Tom, who requested that only his first name be used, says he and his wife had full knowledge of their son's brewing and use of poppy seed tea. The seeds, he says, came from a local Whole Foods market.

"He had been doing this for a few months," he says. "He had been suffering in the last few years from a lot of anxiety, and we could see that this tea helped him with that. Back then we saw this as an herbal, natural solution, and if it worked for him, it was great."

Tom says that he and his wife even performed searches on the Internet to learn whether the tea was potentially dangerous, but he says they found nothing at the time that would suggest a threat.

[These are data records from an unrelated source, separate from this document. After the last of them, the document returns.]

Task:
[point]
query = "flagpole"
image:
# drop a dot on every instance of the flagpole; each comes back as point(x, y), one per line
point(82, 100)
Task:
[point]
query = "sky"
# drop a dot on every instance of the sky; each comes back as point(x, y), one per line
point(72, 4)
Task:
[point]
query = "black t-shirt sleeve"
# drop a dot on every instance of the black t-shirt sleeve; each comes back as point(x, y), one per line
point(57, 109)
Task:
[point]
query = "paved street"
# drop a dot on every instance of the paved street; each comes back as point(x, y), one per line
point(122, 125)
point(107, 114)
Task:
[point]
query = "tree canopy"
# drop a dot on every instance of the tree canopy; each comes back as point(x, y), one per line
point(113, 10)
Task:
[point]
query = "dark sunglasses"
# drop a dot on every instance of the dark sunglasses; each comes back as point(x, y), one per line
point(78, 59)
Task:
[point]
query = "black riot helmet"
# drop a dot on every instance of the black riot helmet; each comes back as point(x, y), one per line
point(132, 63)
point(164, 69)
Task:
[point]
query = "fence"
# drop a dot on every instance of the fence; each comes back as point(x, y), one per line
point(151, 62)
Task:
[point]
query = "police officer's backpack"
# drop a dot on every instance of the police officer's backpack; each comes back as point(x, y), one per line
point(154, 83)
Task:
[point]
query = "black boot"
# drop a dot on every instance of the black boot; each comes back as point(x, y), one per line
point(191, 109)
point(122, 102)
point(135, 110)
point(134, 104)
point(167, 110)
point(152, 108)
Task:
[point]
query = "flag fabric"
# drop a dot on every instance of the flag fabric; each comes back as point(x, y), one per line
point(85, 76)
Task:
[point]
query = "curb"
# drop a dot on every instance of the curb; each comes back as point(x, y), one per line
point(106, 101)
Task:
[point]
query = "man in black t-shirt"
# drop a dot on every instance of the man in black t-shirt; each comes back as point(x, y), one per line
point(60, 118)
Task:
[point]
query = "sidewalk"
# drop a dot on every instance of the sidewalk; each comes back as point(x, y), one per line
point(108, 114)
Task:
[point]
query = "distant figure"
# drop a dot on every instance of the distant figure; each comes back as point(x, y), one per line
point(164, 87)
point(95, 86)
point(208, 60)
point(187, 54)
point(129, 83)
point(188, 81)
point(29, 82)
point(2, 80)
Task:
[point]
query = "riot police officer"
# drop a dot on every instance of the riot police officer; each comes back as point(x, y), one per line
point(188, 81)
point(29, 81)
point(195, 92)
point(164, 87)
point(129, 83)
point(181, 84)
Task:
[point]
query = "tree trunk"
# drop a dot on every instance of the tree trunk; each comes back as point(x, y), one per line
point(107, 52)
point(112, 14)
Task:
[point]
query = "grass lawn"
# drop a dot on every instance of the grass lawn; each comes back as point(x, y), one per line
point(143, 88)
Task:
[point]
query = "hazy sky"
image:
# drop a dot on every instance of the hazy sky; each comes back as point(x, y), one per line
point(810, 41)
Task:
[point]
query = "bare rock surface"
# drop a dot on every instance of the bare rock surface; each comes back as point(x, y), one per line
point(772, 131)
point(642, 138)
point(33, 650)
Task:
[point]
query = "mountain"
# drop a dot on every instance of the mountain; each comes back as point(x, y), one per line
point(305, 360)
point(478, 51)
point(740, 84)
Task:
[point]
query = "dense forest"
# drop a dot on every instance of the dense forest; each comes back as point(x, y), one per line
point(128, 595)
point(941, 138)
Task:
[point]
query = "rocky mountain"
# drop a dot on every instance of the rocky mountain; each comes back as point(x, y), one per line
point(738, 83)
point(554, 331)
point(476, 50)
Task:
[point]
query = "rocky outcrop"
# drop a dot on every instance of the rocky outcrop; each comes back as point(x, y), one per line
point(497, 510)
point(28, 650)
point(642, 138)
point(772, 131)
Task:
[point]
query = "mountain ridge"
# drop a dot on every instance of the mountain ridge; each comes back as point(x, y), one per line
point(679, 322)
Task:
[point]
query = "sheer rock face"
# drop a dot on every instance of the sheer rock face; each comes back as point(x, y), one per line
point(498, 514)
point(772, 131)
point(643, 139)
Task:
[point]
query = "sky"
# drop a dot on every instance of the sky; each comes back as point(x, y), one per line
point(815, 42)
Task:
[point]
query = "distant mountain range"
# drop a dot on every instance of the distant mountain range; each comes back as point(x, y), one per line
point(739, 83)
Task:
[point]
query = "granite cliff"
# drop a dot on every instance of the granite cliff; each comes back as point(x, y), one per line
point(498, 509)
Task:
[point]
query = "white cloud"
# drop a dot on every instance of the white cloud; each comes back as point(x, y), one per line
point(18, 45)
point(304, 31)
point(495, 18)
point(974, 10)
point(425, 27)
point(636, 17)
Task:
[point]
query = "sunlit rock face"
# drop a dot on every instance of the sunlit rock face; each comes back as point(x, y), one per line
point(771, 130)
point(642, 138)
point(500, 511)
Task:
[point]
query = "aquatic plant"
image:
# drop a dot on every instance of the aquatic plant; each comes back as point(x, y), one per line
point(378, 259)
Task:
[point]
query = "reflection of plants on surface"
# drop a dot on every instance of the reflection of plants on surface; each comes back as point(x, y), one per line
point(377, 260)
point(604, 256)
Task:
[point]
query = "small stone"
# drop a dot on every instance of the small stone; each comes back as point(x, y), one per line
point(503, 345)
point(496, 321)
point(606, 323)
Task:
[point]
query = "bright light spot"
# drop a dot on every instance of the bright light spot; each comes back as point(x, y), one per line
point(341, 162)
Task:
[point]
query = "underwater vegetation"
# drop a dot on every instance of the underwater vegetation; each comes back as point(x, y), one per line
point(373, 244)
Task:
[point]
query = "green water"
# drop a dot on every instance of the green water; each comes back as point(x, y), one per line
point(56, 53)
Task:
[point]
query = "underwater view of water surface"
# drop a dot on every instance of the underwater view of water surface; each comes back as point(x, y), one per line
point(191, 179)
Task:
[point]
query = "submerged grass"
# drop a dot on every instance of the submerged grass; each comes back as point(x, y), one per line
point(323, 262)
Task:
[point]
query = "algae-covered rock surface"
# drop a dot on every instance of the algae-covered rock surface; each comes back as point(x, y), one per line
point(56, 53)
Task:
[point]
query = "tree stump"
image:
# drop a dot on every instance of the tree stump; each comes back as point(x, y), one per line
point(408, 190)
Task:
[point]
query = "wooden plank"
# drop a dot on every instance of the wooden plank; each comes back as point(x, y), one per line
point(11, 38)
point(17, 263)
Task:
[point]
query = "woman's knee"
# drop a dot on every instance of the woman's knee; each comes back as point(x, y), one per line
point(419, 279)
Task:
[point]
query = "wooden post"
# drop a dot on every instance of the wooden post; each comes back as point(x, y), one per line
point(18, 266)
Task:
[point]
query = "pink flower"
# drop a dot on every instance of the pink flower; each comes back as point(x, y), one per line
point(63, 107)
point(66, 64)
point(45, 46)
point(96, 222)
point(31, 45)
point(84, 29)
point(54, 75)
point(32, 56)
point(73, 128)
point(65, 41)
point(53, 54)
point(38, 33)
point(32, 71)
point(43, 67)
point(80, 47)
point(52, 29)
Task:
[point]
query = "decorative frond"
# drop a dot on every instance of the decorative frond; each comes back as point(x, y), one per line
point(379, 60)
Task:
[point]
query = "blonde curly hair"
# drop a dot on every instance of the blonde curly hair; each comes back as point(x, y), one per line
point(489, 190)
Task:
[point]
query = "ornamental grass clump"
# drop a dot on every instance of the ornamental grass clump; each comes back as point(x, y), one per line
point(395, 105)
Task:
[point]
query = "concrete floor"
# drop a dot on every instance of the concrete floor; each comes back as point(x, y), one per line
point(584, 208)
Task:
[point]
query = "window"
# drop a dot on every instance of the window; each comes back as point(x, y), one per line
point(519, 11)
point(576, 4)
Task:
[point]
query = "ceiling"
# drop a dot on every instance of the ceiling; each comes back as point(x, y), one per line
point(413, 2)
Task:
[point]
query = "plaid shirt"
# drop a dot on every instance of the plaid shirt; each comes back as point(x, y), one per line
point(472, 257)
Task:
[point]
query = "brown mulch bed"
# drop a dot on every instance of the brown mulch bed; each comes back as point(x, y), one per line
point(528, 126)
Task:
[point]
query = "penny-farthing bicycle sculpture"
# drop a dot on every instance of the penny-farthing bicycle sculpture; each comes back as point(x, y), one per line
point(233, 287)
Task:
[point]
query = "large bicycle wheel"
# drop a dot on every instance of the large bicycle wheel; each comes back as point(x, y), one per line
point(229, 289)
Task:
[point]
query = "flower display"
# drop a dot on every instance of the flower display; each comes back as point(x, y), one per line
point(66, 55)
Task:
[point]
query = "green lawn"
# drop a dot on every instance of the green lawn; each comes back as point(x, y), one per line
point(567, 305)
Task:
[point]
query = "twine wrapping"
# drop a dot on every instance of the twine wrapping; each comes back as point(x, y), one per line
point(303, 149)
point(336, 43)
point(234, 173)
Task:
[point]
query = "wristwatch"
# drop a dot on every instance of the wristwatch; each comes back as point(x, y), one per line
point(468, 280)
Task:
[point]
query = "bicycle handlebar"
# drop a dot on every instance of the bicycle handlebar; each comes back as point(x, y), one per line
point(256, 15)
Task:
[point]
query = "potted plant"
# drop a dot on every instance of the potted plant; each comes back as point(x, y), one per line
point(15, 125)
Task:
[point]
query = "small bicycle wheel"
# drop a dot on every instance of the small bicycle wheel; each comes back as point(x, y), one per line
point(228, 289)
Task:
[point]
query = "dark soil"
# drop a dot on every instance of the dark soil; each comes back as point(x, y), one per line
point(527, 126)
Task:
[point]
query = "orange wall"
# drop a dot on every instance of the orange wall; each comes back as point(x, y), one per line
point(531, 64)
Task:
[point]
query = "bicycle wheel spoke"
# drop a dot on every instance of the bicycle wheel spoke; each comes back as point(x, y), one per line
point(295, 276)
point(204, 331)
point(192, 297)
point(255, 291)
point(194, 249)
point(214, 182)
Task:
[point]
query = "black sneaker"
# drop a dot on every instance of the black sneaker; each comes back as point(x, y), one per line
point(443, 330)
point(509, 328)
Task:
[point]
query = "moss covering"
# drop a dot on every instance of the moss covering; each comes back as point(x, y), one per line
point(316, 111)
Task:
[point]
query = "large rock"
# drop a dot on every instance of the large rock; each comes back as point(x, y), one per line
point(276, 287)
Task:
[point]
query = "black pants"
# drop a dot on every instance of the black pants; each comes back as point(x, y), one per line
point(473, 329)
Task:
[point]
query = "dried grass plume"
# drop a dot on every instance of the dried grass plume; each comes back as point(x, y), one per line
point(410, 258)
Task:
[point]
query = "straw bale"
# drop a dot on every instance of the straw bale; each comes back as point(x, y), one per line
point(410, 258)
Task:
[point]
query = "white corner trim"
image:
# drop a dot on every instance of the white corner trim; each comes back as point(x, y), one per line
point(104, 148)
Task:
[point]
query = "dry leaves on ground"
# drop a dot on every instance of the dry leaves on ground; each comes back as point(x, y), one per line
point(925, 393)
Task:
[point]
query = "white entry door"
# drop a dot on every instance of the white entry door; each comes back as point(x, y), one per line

The last time Tom remembers his son drinking the tea was before he went to bed Sept. 12, 2003. The next morning, Tom says he entered his son's bedroom to find him unresponsive, with a yellowish fluid oozing from his mouth.

"I tried to wake him up, but I couldn't wake him," he says.

Tom says that by the time the ambulance arrived, his son had already died from pulmonary edema -- a buildup of fluid in his lungs consistent with an overdose of opiates.

A document described as the Santa Clara County coroner's report, which Tom posted on the poppyseedtea.com site, lists the cause of death of the 17-year-old, whose name has been blacked out, as "acute morphine and codeine intoxication." The Santa Clara County Coroner's Office confirmed the details of the boy's death to ABC News, which is withholding the boy's name at the request of the parents.

Also included in the posted report are the findings of an analysis of the teenager's blood and urine, as well as tests on the poppy seed tea from the batch he drank the night before.

The lab tests indicated in the report revealed a high level of morphine and the presence of codeine in the tea, as well as high morphine levels in both blood and urine.

"The presence of both morphine and codeine and the absence of characteristic heroin metabolites exclude the possibility of pharmaceutical morphine or heroin intoxication," the report concludes. "The analysis of the tea supports its role as the source of the morphine and codeine detected in the blood."